Hey man,nice find...great original shape too! What are your plans for this one?


----------



## J.E (Aug 21, 2007)

I've got a red and cream 48 hornet with a lincone Badge.I like you're bike.


----------



## ballooman (Aug 21, 2007)

*ride it like I stole it*

basically just gonna clean it up get the lite an horn workin touch up a few ratty spots and ride it like I stole it


----------



## Clownbrew (Aug 22, 2007)

ballooman said:


> this is my latest pick up found it in an antique shop had to have it its a 48 with a lincoln head badge matches my 40 . wont be able to sleep tonite cuz my conscience wont let me I stole this one!!!

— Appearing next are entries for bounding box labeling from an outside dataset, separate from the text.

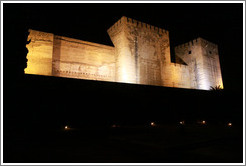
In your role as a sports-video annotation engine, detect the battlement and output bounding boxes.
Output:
[108,16,169,34]
[176,37,218,49]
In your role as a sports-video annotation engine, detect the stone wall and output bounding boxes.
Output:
[25,30,54,75]
[108,17,170,85]
[52,36,115,81]
[25,30,115,81]
[25,16,223,90]
[175,38,223,90]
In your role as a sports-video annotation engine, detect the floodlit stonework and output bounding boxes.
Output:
[25,16,223,90]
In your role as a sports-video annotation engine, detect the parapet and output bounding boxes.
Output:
[108,16,169,34]
[176,37,218,49]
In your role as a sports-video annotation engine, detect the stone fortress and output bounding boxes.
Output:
[25,16,223,90]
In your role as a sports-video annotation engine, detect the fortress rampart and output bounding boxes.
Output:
[25,16,223,90]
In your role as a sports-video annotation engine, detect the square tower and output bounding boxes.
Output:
[108,16,170,86]
[175,38,223,90]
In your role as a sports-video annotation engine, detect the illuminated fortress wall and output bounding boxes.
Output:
[175,38,223,89]
[52,35,115,81]
[25,16,223,90]
[25,30,115,81]
[25,30,54,75]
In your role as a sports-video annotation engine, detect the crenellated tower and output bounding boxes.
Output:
[175,38,223,90]
[108,16,170,85]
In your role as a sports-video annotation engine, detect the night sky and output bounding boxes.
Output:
[4,3,243,92]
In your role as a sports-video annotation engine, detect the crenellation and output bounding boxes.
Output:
[25,16,223,90]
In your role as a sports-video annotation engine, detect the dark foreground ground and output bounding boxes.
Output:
[3,75,243,163]
[4,124,243,163]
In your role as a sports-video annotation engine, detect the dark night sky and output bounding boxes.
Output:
[4,3,243,93]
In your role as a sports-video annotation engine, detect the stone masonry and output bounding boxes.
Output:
[25,16,223,90]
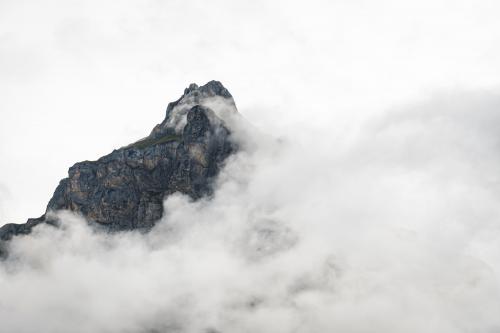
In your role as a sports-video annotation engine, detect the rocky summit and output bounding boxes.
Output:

If you think you stole it, what do you suppose the antique guy had in it?


----------



## ballooman (Aug 22, 2007)

*antique guy*

dunno it was a consignment piece but they didnt know much about the bike or what it was just that it was a schwinn antique shops are a great place to get stuff like this un less they specifically deal in bikes then yer gonna pay full price


----------



## ballooman (Aug 22, 2007)

*je,s bike*

Thats cool Ive got a red an creme 1940 dx thats badged as a lincolnlets see some pix of yours


----------